Year after year, the world’s biggest technology brands gather to showcase their new products and innovative technologies at the Consumer Electronics Show (CES). Products highlighted span across TVs, cars, wearables, smart home tech, and more.
CES has evolved over recent years and has become a major conference for news in the automotive industry as the car is becoming the most sophisticated technology platform. “The automotive business is going through one of the largest and most significant transformations faster than it ever has,” said Dipti Vachani, Arm’s GM & SVP of Automotive.
From a technologist’s perspective, this all translates into a huge rise in software and the technology that underpins this software. This has led to the widely coined industry term, the software-defined vehicle (SDV). This foundational technology is built on semiconductors – with carmakers looking to deliver new driver experiences, harness the power of AI, and extend their relationship with consumers through software-defined features.

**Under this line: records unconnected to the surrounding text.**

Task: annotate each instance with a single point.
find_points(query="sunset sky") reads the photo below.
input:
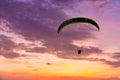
(31, 49)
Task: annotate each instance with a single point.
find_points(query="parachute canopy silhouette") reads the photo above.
(77, 20)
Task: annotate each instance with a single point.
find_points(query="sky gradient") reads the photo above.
(31, 49)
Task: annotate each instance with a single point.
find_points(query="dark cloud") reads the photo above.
(6, 48)
(114, 64)
(12, 55)
(116, 55)
(37, 50)
(6, 43)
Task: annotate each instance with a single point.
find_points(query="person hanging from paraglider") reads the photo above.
(77, 20)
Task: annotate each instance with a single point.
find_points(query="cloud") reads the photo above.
(114, 64)
(6, 48)
(116, 55)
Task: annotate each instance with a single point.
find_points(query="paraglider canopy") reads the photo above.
(77, 20)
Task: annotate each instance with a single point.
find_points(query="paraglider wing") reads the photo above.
(77, 20)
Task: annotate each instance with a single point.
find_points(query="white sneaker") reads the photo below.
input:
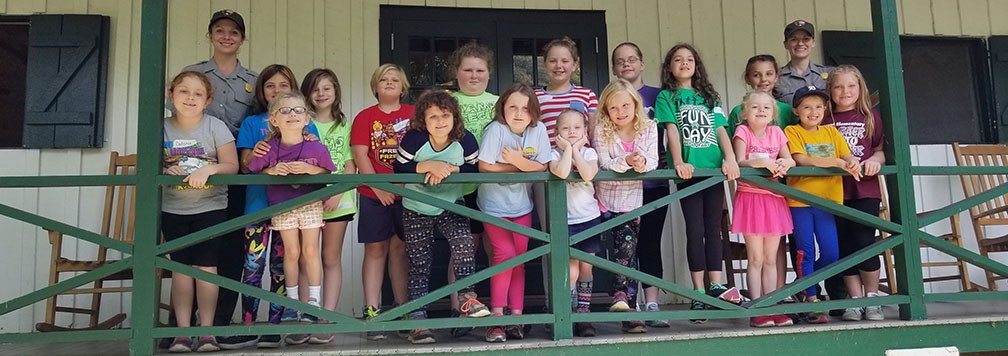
(853, 314)
(874, 313)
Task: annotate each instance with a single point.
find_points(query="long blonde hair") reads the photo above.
(605, 122)
(863, 105)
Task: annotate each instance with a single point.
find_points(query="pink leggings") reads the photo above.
(507, 288)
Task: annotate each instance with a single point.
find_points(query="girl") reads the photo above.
(823, 146)
(472, 64)
(196, 145)
(514, 141)
(374, 142)
(561, 61)
(322, 88)
(761, 76)
(232, 101)
(572, 152)
(290, 153)
(861, 125)
(437, 145)
(688, 106)
(628, 65)
(761, 216)
(275, 80)
(626, 140)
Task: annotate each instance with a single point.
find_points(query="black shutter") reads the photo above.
(68, 66)
(998, 46)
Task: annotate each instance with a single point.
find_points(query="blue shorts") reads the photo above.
(592, 244)
(378, 223)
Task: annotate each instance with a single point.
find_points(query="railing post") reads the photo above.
(559, 254)
(153, 27)
(897, 150)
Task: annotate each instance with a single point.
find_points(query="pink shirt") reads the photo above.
(767, 146)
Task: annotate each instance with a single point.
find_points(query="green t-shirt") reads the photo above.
(477, 112)
(784, 117)
(337, 139)
(698, 124)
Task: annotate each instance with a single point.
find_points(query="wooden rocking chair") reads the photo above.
(117, 224)
(992, 213)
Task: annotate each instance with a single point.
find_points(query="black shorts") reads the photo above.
(378, 222)
(203, 254)
(475, 226)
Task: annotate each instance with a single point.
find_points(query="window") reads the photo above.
(54, 71)
(949, 84)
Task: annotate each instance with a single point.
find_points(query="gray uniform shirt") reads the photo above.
(788, 82)
(234, 95)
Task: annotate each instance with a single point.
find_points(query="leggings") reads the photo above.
(649, 241)
(257, 241)
(507, 288)
(855, 236)
(624, 238)
(702, 212)
(419, 231)
(813, 226)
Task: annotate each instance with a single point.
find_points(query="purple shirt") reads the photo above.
(851, 125)
(311, 152)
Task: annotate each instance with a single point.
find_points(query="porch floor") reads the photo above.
(609, 333)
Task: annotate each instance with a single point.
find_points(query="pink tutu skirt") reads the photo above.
(761, 214)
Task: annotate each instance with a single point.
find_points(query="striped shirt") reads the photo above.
(550, 106)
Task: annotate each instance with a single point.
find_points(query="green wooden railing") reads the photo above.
(146, 255)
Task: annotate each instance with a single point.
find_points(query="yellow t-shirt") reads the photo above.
(825, 142)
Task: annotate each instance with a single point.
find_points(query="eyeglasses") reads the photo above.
(296, 110)
(629, 61)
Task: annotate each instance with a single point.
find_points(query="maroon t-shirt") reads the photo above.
(851, 125)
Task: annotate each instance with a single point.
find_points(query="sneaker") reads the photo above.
(853, 314)
(296, 339)
(584, 330)
(515, 332)
(620, 303)
(761, 322)
(472, 308)
(268, 342)
(781, 320)
(369, 314)
(634, 327)
(496, 335)
(460, 331)
(320, 339)
(421, 336)
(237, 342)
(874, 313)
(653, 307)
(208, 344)
(180, 344)
(730, 294)
(698, 306)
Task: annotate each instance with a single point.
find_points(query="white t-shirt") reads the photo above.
(514, 199)
(582, 206)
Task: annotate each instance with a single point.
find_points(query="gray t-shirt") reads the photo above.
(514, 199)
(192, 150)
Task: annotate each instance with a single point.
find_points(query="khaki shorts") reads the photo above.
(306, 217)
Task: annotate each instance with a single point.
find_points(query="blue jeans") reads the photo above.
(812, 226)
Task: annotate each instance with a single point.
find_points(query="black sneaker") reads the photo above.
(237, 342)
(268, 342)
(462, 331)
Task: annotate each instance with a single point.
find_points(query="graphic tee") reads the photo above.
(381, 133)
(192, 150)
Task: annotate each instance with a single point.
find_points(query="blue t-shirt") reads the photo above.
(514, 199)
(254, 129)
(415, 147)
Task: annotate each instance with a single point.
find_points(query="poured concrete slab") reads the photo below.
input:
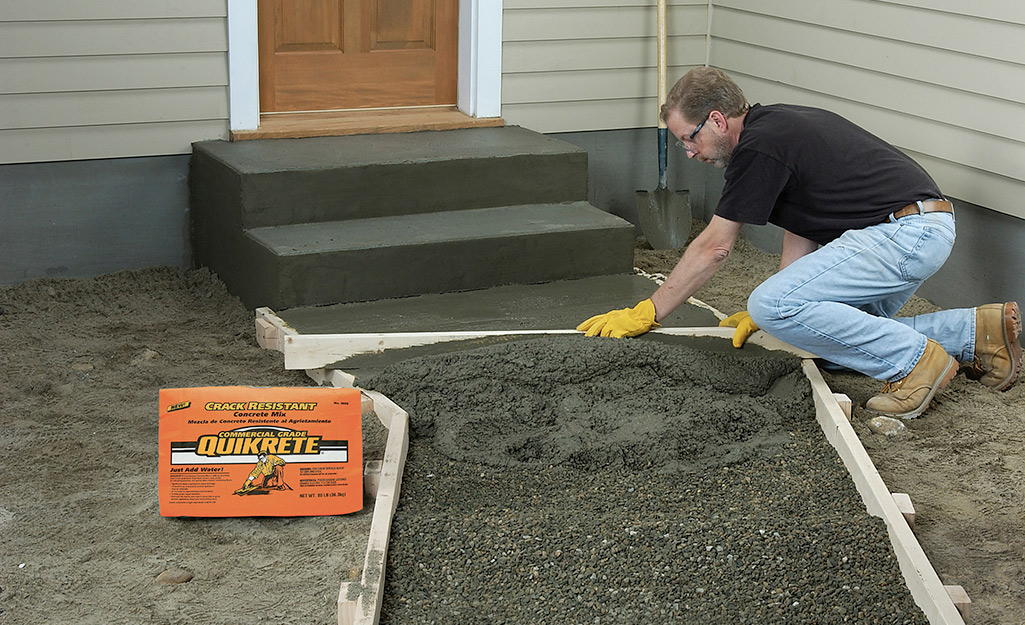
(554, 305)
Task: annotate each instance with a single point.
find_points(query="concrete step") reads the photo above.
(398, 256)
(281, 181)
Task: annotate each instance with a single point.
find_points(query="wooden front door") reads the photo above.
(331, 54)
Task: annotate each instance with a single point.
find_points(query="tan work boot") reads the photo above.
(909, 397)
(997, 352)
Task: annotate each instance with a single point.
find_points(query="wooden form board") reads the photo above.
(921, 579)
(318, 350)
(359, 602)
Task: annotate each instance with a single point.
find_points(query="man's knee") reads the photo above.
(762, 306)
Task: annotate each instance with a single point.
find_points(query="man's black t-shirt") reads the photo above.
(816, 174)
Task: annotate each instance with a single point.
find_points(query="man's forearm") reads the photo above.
(700, 261)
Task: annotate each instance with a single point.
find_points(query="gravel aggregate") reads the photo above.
(592, 481)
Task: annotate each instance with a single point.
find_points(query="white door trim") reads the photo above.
(480, 71)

Arm licenses leading-edge foundational technology and designs CPU products and related technologies that the world’s leading semiconductor companies and automotive original equipment manufacturers (OEMs) rely on to develop their products. Arm delivers the scalable, safety-enabled specialized compute needed to address the range of processing capabilities required for automotive within the thermal constraints of the vehicle, which is critical as vehicles continue to scale.
-Dipti Vachani, Arm SVP of Automotive
Arm Powers CES Innovations
Arm estimates that 70% of the global population uses products with its technology. Its designs are the building blocks that power a host of devices, applications, and services across global markets from the smallest sensor to 99% of smartphones and the supercomputer. Arm sits at the heart of an ecosystem of over 1000 technology partners, many of whom are at CES showcasing incredible innovation. “You could say CES runs on Arm”, says Vachani, “Arm is the world’s most pervasive computing company – we are working with the biggest technology companies in the world to build the future of computing, and CES is one of the annual forums where the industry gathers and looks at not only what the industry is achieving and delivering today, but what is next for technology.”
With CES becoming the leading showcase for automotive innovation, you will find Arm technology across the entire show floor. “This year, you will see a cloud-to-vehicle application demo by AWS based on Arm. At the AWS booth you can see how we enable a seamless connection between the cloud and the car so the software can be deployed in real-time,” stated Vachani. Additional automotive applications, silicon, and software development platforms are also demonstrated by Panasonic, Continental, and Tata Motors as well as Blackberry QNX, NXP, Renesas, and STMicroelectronics. But one cannot talk about the latest technology showcase, without talking about AI.
AI will take center stage at CES. The huge uptick in conversations around the impact of AI across various industries has led to discussions around what role it will play in the future of car automation. Arm has been a long-time player in the AI space. Seventy percent of machine learning workloads are already running on Arm technology. “Where there is AI, there is Arm”, highlights Vachani. Arm is working with leading companies such as Alphabet, Mercedes-Benz, Meta, and NVIDIA to deploy Arm technology to run AI workloads. In areas of intense compute power like large language models (LLMs), generative AI, and autonomous driving, there will be a heightened emphasis on the low power acceleration of these algorithms, which is Arm’s focus.
Meeting the Growing Demand for Semiconductors
The semiconductor industry is going through a transformation as the cost and complexity of chips continue to rise, at an unprecedented rate. The semiconductor shortage during the pandemic has highlighted how critical computing is for the automotive industry. Chip manufacturing cycle times are getting longer yet customers need to deliver their products at an unrelenting pace.
These close collaborations with OEMs enable Arm to understand what the biggest automotive challenges are, and where the market is going. One of the biggest challenges in the automotive market is the explosion of software. Today’s vehicles require 100 million lines of code and this is expected to continue to grow. It’s expected that fully autonomous vehicles will have up to a billion lines of code.
“Automotive is about more autonomy and more safety. We add more autonomous and safety features in cars today. These capabilities are driven by AI using Arm’s compute foundations and various levels of heterogeneous computing in graphic processing units and image processing units,” said Vachani. Car OEMs can rely on the software ecosystem built on decades of investment, enabling faster innovation and quicker market entry.